/ 3 April 2012

Google snaps up SA art for ‘street’ viewing

Google Snaps Up Sa Art For 'street' Viewing

Local and international audiences will now have access to South African artwork and indigenous rock art from the comfort of their desks or armchairs, through Google's pioneering Art Project.

The Art Project uses Google's Street View technology to allow users to wander the halls of the world's great art galleries. Clicking on an artwork brings up high-resolution captures of the artwork and users can zoom in to explore the smallest details.

A small number of artworks have been rendered in "gigapixel" resolution that is about 1 000 times more detailed than images with the average digital camera.

Users can create personalised galleries and share them with others, a feature that lends itself to the teaching of art history.

Now, the internet search giant, which has formed links with the world's top art institutes to digitise all manner of artwork from paintings to street art, has expanded its project to bring art lovers a greater variety of material to explore from two of South Africa's own cultural institutions.

The original Art Project included about a dozen of the world's top galleries, such as the Tate Art Gallery and the Van Gogh Museum. It's now been expanded to include 151 partners in 40 countries.

The Iziko South African National Gallery in Cape Town and Wits University's Rock Art Research Institute on Tuesday took their place alongside iconic institutions such as New York's Museum of Modern Art and less well-known galleries like Qatar's Museum of Islamic Art in Google's Art Project.

They are the only two African art institutes represented in the project.

Riason Naidoo, director of the Iziko gallery, said the project would help showcase South African art and provided an opportunity to promote local artists on an international scale.

Naidoo said European and American museums have been increasingly collecting South African contemporary art, and South African modern art is collecting huge sums of money on the international market.

Last year Irma Stern's Arab Priest sold for R33-million.

"In the past 10 years, there's been an explosion of South African art on the international scene and I think this is a continuation of that interest in South African art," he said.

The Iziko gallery has contributed 57 images to the project from its permanent collection. These include 17th and 18th Century works of Dutch, Flemish, English, Italian and South African origin from its historical collections; and traditional African art, including indigenous beadwork of Zulu and Ndebele origin.

The collection also includes new media and photography from the 1970s and 1980s, with work by David Goldblatt and Guy Tillim, who have their roots in the documentary photography tradition.

Amit Sood, the head of Art Project, said the new expanded programme demonstrates Google's commitment to all types of art, and cultures and civilisations all across the globe.

"The Art Project is no longer just about the Indian student wanting to visit the Metropolitan Museum of Art in New York. It is now also about the American student wanting to visit the National Gallery of Modern Art in Delhi," he said.

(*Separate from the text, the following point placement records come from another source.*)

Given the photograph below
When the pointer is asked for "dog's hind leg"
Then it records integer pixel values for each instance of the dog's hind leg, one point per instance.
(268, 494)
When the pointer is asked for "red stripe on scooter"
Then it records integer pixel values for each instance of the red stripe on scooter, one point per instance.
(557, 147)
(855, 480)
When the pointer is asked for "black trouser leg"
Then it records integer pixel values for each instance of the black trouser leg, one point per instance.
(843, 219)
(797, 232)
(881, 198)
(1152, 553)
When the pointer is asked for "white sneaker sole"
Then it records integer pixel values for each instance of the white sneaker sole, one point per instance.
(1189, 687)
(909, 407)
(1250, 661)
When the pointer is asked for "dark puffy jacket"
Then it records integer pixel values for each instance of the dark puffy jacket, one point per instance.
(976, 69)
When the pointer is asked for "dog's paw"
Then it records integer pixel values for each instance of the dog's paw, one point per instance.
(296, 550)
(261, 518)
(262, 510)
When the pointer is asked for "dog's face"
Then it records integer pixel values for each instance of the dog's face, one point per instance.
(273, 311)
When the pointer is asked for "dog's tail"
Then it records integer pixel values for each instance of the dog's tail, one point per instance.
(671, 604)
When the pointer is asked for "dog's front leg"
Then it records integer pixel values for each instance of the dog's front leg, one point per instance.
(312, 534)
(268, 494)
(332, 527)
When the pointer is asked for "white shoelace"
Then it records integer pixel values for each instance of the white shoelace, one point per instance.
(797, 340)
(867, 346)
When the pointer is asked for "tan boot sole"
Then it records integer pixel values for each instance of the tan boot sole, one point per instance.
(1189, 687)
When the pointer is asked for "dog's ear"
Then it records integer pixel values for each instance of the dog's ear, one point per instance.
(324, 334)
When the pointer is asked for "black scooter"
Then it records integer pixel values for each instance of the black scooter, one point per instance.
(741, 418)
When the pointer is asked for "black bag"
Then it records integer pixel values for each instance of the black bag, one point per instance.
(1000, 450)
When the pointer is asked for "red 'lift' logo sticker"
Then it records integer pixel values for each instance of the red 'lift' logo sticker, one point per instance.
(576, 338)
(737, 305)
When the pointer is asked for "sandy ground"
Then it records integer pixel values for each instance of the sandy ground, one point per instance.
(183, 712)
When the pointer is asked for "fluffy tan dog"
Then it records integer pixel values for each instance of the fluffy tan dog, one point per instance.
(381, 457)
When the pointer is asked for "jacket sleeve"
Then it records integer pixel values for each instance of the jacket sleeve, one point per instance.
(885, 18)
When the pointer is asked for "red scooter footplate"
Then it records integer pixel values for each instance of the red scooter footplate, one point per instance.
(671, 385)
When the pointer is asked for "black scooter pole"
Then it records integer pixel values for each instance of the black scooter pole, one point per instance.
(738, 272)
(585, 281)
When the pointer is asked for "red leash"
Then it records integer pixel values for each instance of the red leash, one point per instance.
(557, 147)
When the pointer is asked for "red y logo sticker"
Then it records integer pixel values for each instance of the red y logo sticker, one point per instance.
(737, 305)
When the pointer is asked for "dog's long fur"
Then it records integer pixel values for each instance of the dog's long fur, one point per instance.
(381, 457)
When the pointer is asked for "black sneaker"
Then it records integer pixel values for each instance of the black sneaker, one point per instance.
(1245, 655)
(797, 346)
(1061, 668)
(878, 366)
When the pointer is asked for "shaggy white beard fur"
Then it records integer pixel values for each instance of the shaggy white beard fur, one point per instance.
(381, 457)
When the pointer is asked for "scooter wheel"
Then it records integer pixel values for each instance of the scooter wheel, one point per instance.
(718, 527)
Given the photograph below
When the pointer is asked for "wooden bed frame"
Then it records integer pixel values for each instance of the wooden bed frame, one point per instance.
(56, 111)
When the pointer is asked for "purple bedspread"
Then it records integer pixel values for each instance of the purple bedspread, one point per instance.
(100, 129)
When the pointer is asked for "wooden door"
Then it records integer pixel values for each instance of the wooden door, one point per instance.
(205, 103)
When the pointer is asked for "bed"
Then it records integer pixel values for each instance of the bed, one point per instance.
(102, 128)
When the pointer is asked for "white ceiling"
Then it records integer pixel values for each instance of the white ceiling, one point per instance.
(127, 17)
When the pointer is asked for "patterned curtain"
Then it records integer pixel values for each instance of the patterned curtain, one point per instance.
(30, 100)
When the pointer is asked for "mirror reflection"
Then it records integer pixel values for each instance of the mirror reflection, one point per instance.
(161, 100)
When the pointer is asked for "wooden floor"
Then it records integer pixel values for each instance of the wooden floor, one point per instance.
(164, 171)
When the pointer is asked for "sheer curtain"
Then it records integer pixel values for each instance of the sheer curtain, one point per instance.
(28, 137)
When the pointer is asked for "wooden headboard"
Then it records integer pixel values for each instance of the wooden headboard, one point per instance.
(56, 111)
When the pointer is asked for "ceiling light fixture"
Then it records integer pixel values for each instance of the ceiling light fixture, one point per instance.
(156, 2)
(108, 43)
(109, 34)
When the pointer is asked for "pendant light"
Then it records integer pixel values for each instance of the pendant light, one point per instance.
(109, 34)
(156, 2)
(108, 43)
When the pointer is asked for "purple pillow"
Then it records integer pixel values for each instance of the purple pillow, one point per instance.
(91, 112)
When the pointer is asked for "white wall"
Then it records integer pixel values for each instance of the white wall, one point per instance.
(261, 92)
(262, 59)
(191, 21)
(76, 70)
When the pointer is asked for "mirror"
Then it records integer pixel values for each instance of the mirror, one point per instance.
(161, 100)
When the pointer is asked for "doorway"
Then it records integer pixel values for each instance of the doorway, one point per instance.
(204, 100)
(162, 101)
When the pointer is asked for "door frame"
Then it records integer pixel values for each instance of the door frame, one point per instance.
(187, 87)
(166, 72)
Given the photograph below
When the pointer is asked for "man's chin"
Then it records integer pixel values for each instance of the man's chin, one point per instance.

Art historian and critic Matthew Partridge said Google's virtual galleries would give many South African school children the opportunity to view artwork that they never would have seen otherwise.

But at the same time, he said, the digital experience could never equate to the experience of viewing an artwork.

"We can't expect this kind of technology to replace the material experience of viewing art," he said. "From a teacher's perspective it's absolutely vital that we have access to these kinds of things but at the end of the day it's really about getting kids feet in museums."

Last month Google launched the Nelson Mandela Digital Archive Project, in which reams of documents, photographs and videos relating to the life of former president Nelson Mandela have been digitised and made available online.

Arthur Goldstuck, technology commentator and managing director of World Wide Worx, said the use of Street View in the project would enhance the user experience.

"Part of the process of consuming art in a gallery is also experiencing the way the art has been curated," he said. "You're not merely seeing standalone images, you're seeing the images in a context and the curators of the better galleries have contextualised the art in such a way that you can experience and explore the art in a way that enhances your appreciation of it."

Goldstuck said the project would enhance the democratisation of information by making available resources that only the very privileged might have had access to previously.